Robberies have seriously hurt business for legitimate drivers. Tourists, especially, shy away from hailing street cabs after the U.S. and Canadian embassies issued statements urging their citizens to take more secure transportation. The statements followed the highly publicized killing of U.S. real-estate executive Peter Zarate in December 1997 who died in what prosecutors maintained – but were never able to prove – was a taxi robbery. Taxi thieves shot another American, Texas Monthly contributing editor Jan Reid, in the wrist and stomach after he and friends took a cab following a boxing match in April 1998.
“Because of ‘El Chucky’ tourists don’t take cabs,” fumes Lopez. ‘El Chucky’ is the nickname of Alfonso González Sánchez who led a band charged with killing Zarate.
“The city has changed a lot,” says Pedro Barrón Aguilar, 37, a cabby for 20 years who works for Taxi RadioMex, a radio-dispatch service. “People’s negative image of the cab driver has affected us a lot – economically, too.”
“Disgracefully, for all of us who are taxistas, pirate taxis have caused us very big problems,” he says during a late-night tour of Roma neighborhood.
Robberies have done more than simply tarnish the reputations of legitimate cabbies. Taxi drivers routinely are robbery victims themselves. Antonio Barrera Torres, 56, has been assaulted 12 times in 27 years of ferrying passengers around one of the world’s biggest cities. “Thank God they have not hurt me,” he says laughing into one of three rearview mirrors that clutter his yellow Beetle’s visor space. “The ratero is everywhere. You have to watch out.”
Meneses says he used to drive at night but no more. “These days, even women will rob you,” he says while driving on Reforma at Rio Guadalquivir near the Japanese Embassy one busy weekday morning. “An acquaintance of mine was robbed by women. They took him to Chapultepec, threw his keys to the side of the road, and another car came up and took them. But generally if you see two women standing on a corner and on another corner, two men, naturally you prefer to take the women,” he says.
One small step for cabbies…
In spite of the difficulties of their work, cabbies are happy about one issue.
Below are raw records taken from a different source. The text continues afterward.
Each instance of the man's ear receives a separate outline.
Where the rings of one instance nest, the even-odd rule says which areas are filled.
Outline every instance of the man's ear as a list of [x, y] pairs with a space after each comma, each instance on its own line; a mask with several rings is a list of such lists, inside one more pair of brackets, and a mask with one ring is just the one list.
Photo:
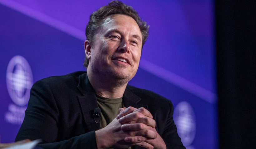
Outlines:
[[84, 42], [84, 49], [85, 52], [85, 56], [88, 60], [91, 59], [91, 46], [89, 43], [89, 41], [86, 40]]

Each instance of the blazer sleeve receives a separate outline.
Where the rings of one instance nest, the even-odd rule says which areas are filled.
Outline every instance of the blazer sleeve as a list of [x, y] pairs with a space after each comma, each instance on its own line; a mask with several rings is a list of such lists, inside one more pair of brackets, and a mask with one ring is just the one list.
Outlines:
[[43, 148], [97, 148], [95, 131], [58, 142], [59, 112], [50, 88], [43, 80], [36, 82], [30, 92], [25, 117], [15, 141], [41, 139]]
[[169, 100], [169, 102], [170, 110], [162, 138], [168, 149], [185, 149], [178, 135], [177, 128], [173, 120], [173, 106], [170, 101]]

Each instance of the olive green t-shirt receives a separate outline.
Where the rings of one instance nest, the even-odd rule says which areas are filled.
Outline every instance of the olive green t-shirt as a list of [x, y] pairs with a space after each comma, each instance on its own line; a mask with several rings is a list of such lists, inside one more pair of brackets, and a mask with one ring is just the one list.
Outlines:
[[[110, 123], [119, 114], [118, 109], [124, 107], [122, 102], [122, 97], [119, 98], [110, 99], [96, 94], [97, 102], [101, 109], [101, 128], [104, 128]], [[131, 147], [126, 148], [132, 148]]]

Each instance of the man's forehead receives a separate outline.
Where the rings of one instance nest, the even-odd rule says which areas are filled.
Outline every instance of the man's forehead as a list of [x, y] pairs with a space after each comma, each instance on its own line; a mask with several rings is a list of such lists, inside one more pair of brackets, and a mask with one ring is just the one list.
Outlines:
[[136, 38], [141, 38], [141, 32], [137, 22], [132, 18], [126, 15], [118, 14], [109, 16], [105, 19], [101, 27], [99, 29], [107, 32], [121, 32], [124, 31], [124, 29], [129, 29], [132, 31], [133, 36]]

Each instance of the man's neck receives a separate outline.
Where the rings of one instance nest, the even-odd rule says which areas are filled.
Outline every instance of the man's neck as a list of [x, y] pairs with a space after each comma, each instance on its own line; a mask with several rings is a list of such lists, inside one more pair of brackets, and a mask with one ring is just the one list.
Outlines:
[[114, 79], [108, 79], [97, 74], [87, 70], [88, 79], [96, 94], [109, 98], [117, 98], [123, 96], [128, 82], [120, 86]]

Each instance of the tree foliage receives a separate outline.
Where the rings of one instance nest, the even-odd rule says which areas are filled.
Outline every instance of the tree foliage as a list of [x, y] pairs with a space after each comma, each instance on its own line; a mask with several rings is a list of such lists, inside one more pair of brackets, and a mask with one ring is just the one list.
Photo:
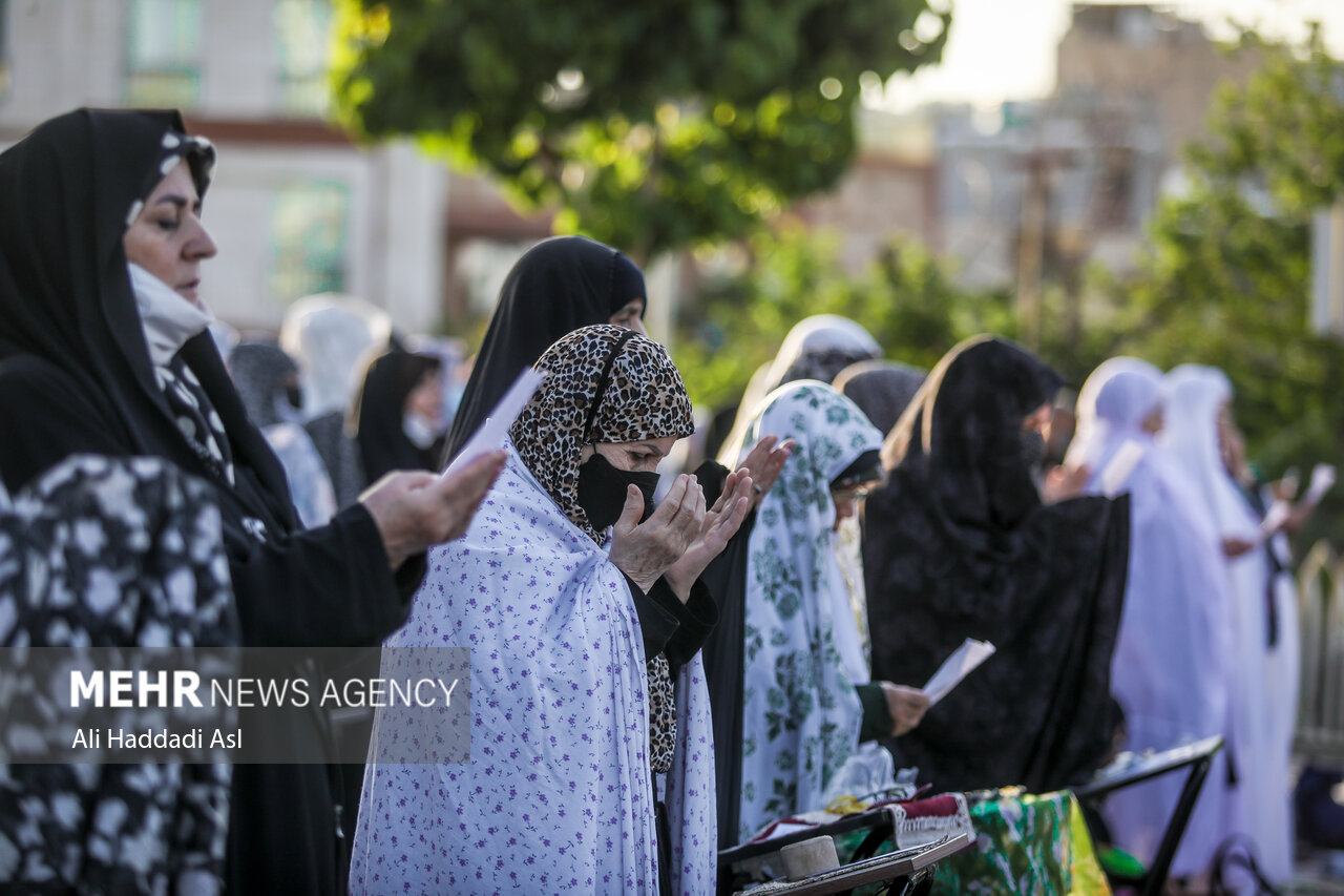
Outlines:
[[[927, 0], [339, 0], [336, 96], [636, 258], [836, 183], [853, 104], [935, 62]], [[825, 82], [825, 85], [823, 85]]]
[[1344, 444], [1344, 347], [1309, 319], [1310, 219], [1344, 196], [1344, 79], [1318, 32], [1242, 44], [1263, 65], [1220, 91], [1188, 195], [1161, 203], [1140, 274], [1120, 284], [1121, 347], [1222, 367], [1253, 456], [1277, 474], [1337, 461]]
[[833, 237], [801, 226], [761, 233], [731, 274], [710, 278], [680, 309], [673, 357], [691, 398], [722, 408], [774, 358], [793, 324], [833, 313], [860, 322], [888, 358], [933, 367], [977, 332], [1012, 336], [1007, 292], [962, 289], [949, 268], [915, 242], [892, 242], [857, 276], [837, 264]]

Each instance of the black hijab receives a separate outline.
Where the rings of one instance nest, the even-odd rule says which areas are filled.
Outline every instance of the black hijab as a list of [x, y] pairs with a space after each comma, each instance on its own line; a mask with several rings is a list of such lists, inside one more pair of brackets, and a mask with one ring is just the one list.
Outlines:
[[442, 362], [410, 351], [388, 351], [375, 358], [364, 374], [364, 385], [355, 397], [351, 420], [355, 440], [364, 464], [364, 476], [375, 483], [394, 470], [431, 470], [435, 451], [419, 448], [406, 436], [402, 425], [406, 398], [429, 373], [438, 373]]
[[[294, 525], [284, 470], [247, 421], [208, 332], [180, 355], [246, 475], [230, 486], [191, 448], [155, 381], [121, 245], [138, 204], [183, 157], [203, 195], [214, 151], [187, 137], [181, 116], [94, 109], [51, 118], [0, 155], [0, 370], [59, 369], [89, 397], [113, 441], [214, 482], [226, 531], [250, 538], [230, 523], [246, 515]], [[32, 457], [9, 461], [7, 478], [22, 480], [13, 486], [40, 472]]]
[[938, 362], [883, 445], [866, 507], [872, 675], [919, 686], [965, 638], [984, 669], [888, 741], [939, 790], [1051, 790], [1105, 759], [1110, 659], [1129, 552], [1126, 500], [1042, 505], [1023, 418], [1060, 377], [976, 338]]
[[832, 385], [886, 436], [914, 401], [926, 375], [910, 365], [874, 359], [849, 365], [836, 374]]
[[470, 439], [520, 370], [535, 365], [560, 336], [610, 322], [634, 299], [648, 300], [644, 274], [610, 246], [586, 237], [552, 237], [528, 249], [500, 289], [442, 463]]

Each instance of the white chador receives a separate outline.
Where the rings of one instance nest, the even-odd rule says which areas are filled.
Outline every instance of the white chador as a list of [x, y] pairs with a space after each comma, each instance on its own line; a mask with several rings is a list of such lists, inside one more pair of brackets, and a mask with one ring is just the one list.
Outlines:
[[[1227, 377], [1212, 367], [1181, 365], [1167, 375], [1165, 389], [1168, 444], [1203, 495], [1219, 537], [1258, 541], [1259, 514], [1228, 475], [1220, 452], [1218, 414], [1232, 397]], [[1292, 577], [1271, 573], [1267, 552], [1257, 544], [1228, 558], [1226, 568], [1236, 634], [1230, 687], [1242, 830], [1255, 844], [1261, 869], [1277, 884], [1293, 872], [1289, 764], [1298, 630]]]
[[[470, 647], [472, 761], [383, 764], [374, 728], [352, 893], [657, 893], [645, 657], [629, 585], [509, 447], [460, 541], [430, 552], [383, 675]], [[676, 682], [665, 780], [677, 893], [715, 888], [714, 747], [700, 657]]]
[[[1078, 398], [1068, 464], [1086, 464], [1087, 490], [1130, 495], [1129, 578], [1111, 663], [1125, 710], [1126, 749], [1168, 749], [1210, 736], [1231, 740], [1234, 635], [1220, 545], [1200, 495], [1144, 421], [1161, 408], [1161, 373], [1134, 358], [1099, 366]], [[1137, 456], [1137, 461], [1134, 457]], [[1226, 760], [1206, 779], [1172, 874], [1208, 868], [1235, 829]], [[1117, 791], [1106, 819], [1117, 845], [1152, 861], [1185, 783], [1171, 774]]]

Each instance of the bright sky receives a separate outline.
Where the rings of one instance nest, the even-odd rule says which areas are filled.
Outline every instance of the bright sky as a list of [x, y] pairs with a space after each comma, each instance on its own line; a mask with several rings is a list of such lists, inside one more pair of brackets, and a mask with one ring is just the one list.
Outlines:
[[[1228, 17], [1288, 39], [1301, 39], [1305, 23], [1317, 20], [1327, 44], [1344, 57], [1344, 0], [1175, 0], [1164, 5], [1223, 38], [1230, 34]], [[1071, 7], [1071, 0], [952, 0], [952, 36], [942, 62], [892, 78], [882, 105], [894, 110], [935, 101], [993, 105], [1048, 94], [1055, 82], [1055, 46], [1068, 30]]]

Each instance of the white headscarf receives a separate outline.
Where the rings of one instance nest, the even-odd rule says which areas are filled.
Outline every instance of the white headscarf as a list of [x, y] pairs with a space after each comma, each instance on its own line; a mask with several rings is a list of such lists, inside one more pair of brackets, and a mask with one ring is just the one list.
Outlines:
[[[386, 764], [379, 710], [351, 893], [659, 891], [645, 657], [629, 585], [508, 445], [466, 535], [430, 552], [383, 677], [472, 655], [472, 761]], [[668, 779], [677, 893], [715, 888], [714, 745], [699, 655], [677, 681]]]
[[1099, 474], [1101, 464], [1161, 406], [1161, 371], [1146, 361], [1120, 357], [1102, 362], [1078, 390], [1078, 422], [1066, 464]]
[[[831, 386], [801, 379], [766, 400], [750, 429], [793, 439], [747, 544], [739, 838], [823, 809], [828, 780], [859, 745], [867, 681], [832, 545], [831, 483], [882, 433]], [[863, 587], [862, 580], [857, 584]]]
[[387, 350], [392, 319], [355, 296], [321, 293], [289, 307], [280, 347], [304, 377], [304, 414], [345, 413], [368, 361]]
[[[732, 429], [723, 440], [719, 463], [728, 470], [737, 470], [746, 447], [747, 426], [755, 420], [766, 396], [784, 385], [785, 375], [800, 358], [828, 351], [847, 352], [852, 361], [882, 357], [882, 346], [878, 344], [878, 340], [853, 320], [839, 315], [804, 318], [784, 338], [784, 344], [780, 346], [774, 361], [761, 366], [751, 377], [751, 382], [747, 383], [747, 390], [742, 394], [742, 402], [738, 405], [738, 416], [732, 421]], [[831, 375], [837, 373], [840, 370], [835, 370]]]
[[[1106, 467], [1124, 444], [1142, 449], [1128, 476], [1106, 482], [1130, 496], [1129, 577], [1111, 693], [1125, 709], [1126, 748], [1134, 752], [1231, 733], [1234, 634], [1220, 544], [1199, 492], [1142, 429], [1161, 405], [1163, 375], [1156, 367], [1113, 358], [1079, 391], [1079, 433], [1068, 449], [1070, 464], [1091, 468], [1093, 492], [1101, 490]], [[1219, 842], [1236, 830], [1224, 780], [1226, 768], [1215, 767], [1173, 873], [1203, 870]], [[1183, 784], [1173, 775], [1111, 795], [1106, 818], [1116, 842], [1150, 861]]]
Taxistas defeated the city government’s attempt to prevent them from passing concessions and plates to their heirs.
Placido Zarco Gutiérrez, 38, says he is glad cabbies beat the government on that issue. An affable, dark-skinned man, Zarco says he will continue driving his 1991 Volkswagen Jetta cab for as long as it’s worth the effort. And if his kids one day want to drive the streets as their father has, they will be able to skip the bureaucratic quagmire of concessions.
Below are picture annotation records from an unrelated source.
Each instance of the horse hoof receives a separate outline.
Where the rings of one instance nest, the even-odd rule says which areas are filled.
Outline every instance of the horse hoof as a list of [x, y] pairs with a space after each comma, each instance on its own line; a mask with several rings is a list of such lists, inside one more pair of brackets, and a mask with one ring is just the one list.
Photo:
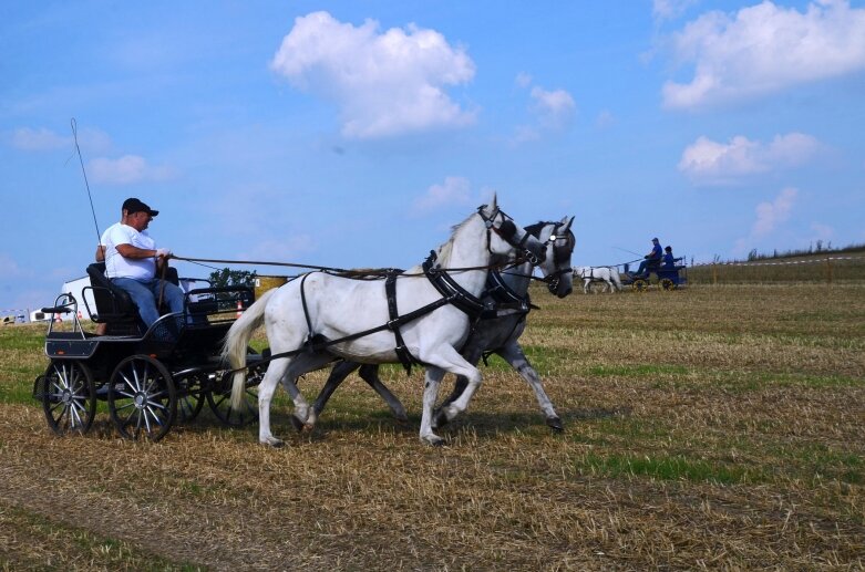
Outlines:
[[300, 419], [298, 419], [294, 415], [291, 417], [289, 417], [289, 419], [291, 419], [291, 425], [295, 427], [296, 431], [303, 433], [303, 429], [306, 428], [306, 425], [307, 425], [306, 423], [301, 422]]
[[447, 415], [445, 415], [444, 410], [439, 409], [439, 412], [433, 417], [433, 424], [435, 425], [435, 428], [444, 427], [450, 423], [451, 419], [447, 418]]
[[547, 417], [547, 426], [556, 433], [565, 430], [565, 426], [562, 425], [562, 419], [558, 417]]

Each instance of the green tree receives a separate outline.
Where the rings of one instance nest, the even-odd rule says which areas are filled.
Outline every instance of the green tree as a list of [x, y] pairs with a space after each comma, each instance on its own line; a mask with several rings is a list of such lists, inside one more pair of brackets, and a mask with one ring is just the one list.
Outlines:
[[255, 287], [256, 272], [249, 270], [229, 270], [224, 268], [222, 270], [214, 270], [210, 272], [208, 280], [215, 288], [224, 288], [229, 285], [245, 285], [249, 288]]

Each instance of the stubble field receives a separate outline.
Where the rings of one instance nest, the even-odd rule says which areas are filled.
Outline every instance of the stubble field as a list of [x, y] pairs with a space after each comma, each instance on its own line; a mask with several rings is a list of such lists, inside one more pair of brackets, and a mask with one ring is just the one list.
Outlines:
[[[419, 441], [422, 374], [398, 367], [383, 375], [406, 425], [352, 377], [311, 434], [279, 391], [282, 449], [208, 416], [155, 445], [120, 439], [106, 413], [58, 438], [28, 398], [43, 331], [6, 326], [0, 565], [865, 566], [865, 287], [533, 300], [523, 345], [565, 431], [493, 358], [443, 448]], [[301, 382], [308, 397], [323, 378]]]

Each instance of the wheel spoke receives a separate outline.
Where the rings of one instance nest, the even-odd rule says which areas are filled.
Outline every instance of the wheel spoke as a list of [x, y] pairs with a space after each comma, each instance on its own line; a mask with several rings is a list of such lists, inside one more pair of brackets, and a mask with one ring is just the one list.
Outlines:
[[70, 427], [83, 427], [84, 422], [81, 419], [81, 415], [79, 415], [79, 410], [75, 407], [69, 408], [69, 420], [70, 420]]

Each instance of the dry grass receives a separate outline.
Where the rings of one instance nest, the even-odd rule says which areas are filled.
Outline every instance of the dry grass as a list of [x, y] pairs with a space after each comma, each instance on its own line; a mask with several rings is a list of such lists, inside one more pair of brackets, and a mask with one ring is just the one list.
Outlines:
[[[40, 332], [0, 331], [7, 569], [862, 570], [865, 288], [538, 291], [524, 336], [554, 435], [497, 360], [468, 413], [418, 440], [422, 377], [358, 379], [284, 449], [204, 418], [157, 445], [107, 415], [55, 438], [22, 402]], [[323, 381], [302, 382], [312, 395]]]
“I like dealing with people, and I like the city, despite the pollution and the problems,” he says, turning left onto República de Argentina and passing Plaza Santo Domingo downtown. Cabs account for about a quarter of all D.F. air pollution.
Zarco, like every other cabbie on the streets of Mexico City, has seen and heard it all: from car accidents to crazy passengers; from scandalous cell phone conversations to heated lovers’ quarrels in the backseat; from flirtatious passengers to a robber’s gun in the face. Wearing oversized black plastic sunglasses and a haphazardly knotted tie, he makes a right, passing the stalls of TVs and stereos at the Tepito market. “How did they get that stuff?” the passenger asks. “Through non-orthodox commercial methods,” Zarco chuckles as he collects the fare and heads down Eje 1.